Ay Stratis è evitata dai naviganti anche in virtù del fatto che apparentemente non ha ripari ad eccezione del porto in cui, per barche dal pescaggio importante, c'è posto solo per 2.
Una nave crociera in perfetto sinc col tramonto. Omaggio a Ay Stratis?
Con le condizioni che troviamo noi, è ovviamente facile trovare ridosso, ma scorrendo la costa e saggiando gli ancoraggi, credo che Ay Stratis sia vittima di un pregiudizio: la forma particolare dell'isola, a punta nel suo versante sud, offre diverse baie protette sia sul versante ovest che sul versante est, nella parte meridionale.
Che il meltemi tenda a Nord Est, come consuetudine, o giri a nord Ovest, sul lato opposto dell'isola ci sono, secondo noi, condizioni di ancoraggio sicuro anche con 30 nodi.
"Death Valley" in Alonìtsi
Mentre è sicuramente un'eccezione ancorare e pernottare lungo la costa di Alonìtsi, sul versante nord. Noi lo facciamo grazie al dono di Eolo che ha chiuso per noi tutti i venti in una bisaccia per 36 ore. A terra, una lunga spiaggia di sassolini scuri di lava, una roccia calcarea che ricorda Procida e una grande e abbondante duna di sabbia chiara, costellata di arbusti simili ai lecci.
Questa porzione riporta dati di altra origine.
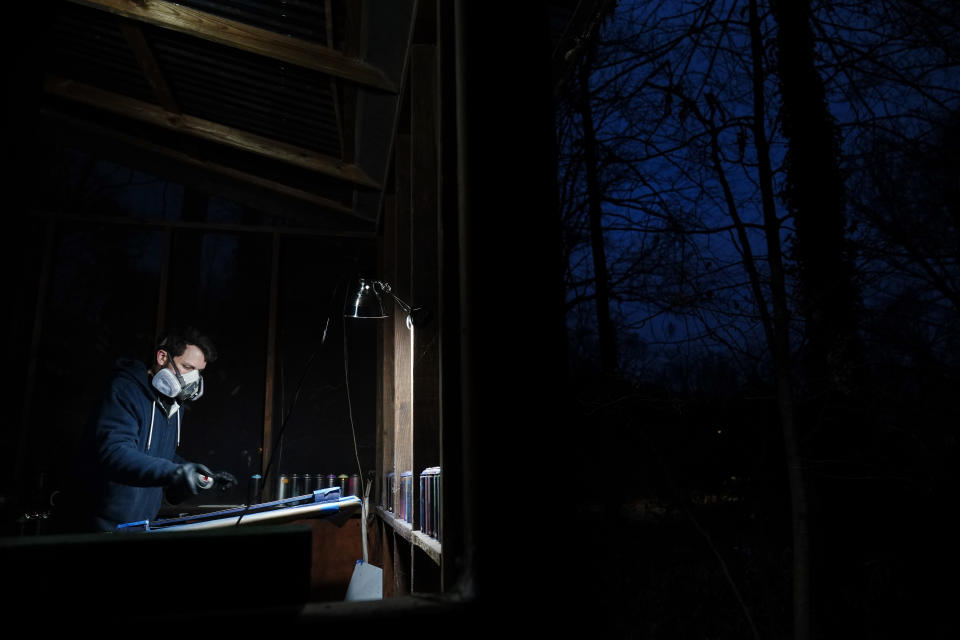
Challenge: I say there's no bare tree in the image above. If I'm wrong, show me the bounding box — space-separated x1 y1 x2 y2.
574 14 620 374
557 0 960 636
770 0 863 405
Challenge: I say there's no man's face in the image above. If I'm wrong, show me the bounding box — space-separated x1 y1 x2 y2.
159 344 207 375
173 344 207 375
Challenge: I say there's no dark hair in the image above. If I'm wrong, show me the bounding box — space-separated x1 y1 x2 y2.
156 327 218 364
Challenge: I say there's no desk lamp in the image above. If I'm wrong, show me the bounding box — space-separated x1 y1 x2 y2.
344 278 430 328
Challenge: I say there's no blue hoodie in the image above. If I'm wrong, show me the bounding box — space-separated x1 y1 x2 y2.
69 358 187 531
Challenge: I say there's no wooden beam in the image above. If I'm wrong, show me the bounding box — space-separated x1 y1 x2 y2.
66 0 397 93
30 210 376 239
339 0 363 164
39 107 363 219
45 75 381 190
120 21 180 113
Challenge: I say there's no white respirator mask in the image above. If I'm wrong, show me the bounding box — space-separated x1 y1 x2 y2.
152 357 204 403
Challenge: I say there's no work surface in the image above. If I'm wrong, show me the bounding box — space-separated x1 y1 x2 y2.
120 487 362 531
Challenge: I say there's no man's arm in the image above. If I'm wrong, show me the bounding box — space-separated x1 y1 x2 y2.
93 382 179 487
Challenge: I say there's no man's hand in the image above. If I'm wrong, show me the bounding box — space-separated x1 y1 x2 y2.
168 462 214 497
212 471 238 492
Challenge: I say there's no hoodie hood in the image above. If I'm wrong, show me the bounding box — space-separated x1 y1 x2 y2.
114 357 155 397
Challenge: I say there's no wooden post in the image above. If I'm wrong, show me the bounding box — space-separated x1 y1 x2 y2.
379 195 397 511
410 43 441 539
393 133 413 517
436 0 462 593
452 0 566 621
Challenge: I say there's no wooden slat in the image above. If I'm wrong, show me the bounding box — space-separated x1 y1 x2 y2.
45 75 381 190
120 21 180 113
67 0 397 93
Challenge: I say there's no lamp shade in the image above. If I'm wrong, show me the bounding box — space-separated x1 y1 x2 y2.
345 278 387 319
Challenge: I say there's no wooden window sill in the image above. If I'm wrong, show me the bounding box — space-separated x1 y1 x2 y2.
376 506 441 565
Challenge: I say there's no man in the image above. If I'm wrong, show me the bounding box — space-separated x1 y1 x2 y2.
59 327 236 532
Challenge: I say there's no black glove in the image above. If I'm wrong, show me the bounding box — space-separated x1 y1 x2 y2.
212 471 238 492
167 462 214 503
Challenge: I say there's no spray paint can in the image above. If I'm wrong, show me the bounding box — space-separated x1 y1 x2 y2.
419 467 440 537
400 471 413 522
326 473 337 488
248 474 262 505
291 473 304 496
197 473 213 490
385 472 395 511
419 470 426 532
434 467 441 540
278 474 291 499
348 473 361 497
432 467 440 536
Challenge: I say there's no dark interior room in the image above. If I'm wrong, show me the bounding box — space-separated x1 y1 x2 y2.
2 0 578 634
Abitata solo da capre timorose che al nostro scendere a terra fuggono sulla roccia.
Natura morta ad Alonìtsi
Dietro la duna, la sabbia assume una conformazione da Death Valley, chiaro segno che durante l'inverno questa zona è allagata dalle acque pluviale o letto di un torrente stagionale, sabbie mobili pietrificate che circondano e imprigionano gli alberi. Sulla costa orientale, ci fermiamo a Pissa Bay, bellissimo angolo di sabbia e roccia.
Completato il periplo dell'isola, andiamo in porto, dove troviamo una sola barca a vela ormeggiata all'inglese e un ampio spazio in testa di molo dove ci ormeggiamo noi.
Papere in porto
Viene subito a farci visita la famiglia di papere del luogo. Restano lì intorno, visibilmente affascinate dal nostro tender. C'è una colonnina con acqua e elettricità a disposizione ma non ne abbiamo bisogno. Ad Ay Stratis non c'è ripetitore internet per cui la nostra chiavetta cosmote non prende, ma c'è un wi fi aperto a tutti che funziona meravigliosamente, anche da sottocoperta. A dieci passi dal molo, la stazione di servizio con autobotte pronta a rifornirti. Intravvedo in un piccolo emporio anche i ricambi di Gas Greco e persino un paio di Camping Gas. Vale a dire che nel punto più sperduto dell'Egeo hai a portata di mano tutte quelle cose che in isole grandi e battute dal turismo charter impieghi tempo e fatica a trovare.
Peccato non aver bisogno di nulla.
L'Eolis e P'acá y p'allá al molo di Ay Stratis
L'altra barca a vela se ne va e arriva al suo posto un traghetto che somiglia a quello che collega Psarà a Chios. Un battello che ti chiedi come possa navigare, più alto che largo, più ruggine che ferro. Di quelli che ogni tanto arrivano, ogni tanto no. Vederlo entrare a retromarcia, passando a due metri da P'acá y p'allá e sistemandosi all'inglese fa una certa impressione.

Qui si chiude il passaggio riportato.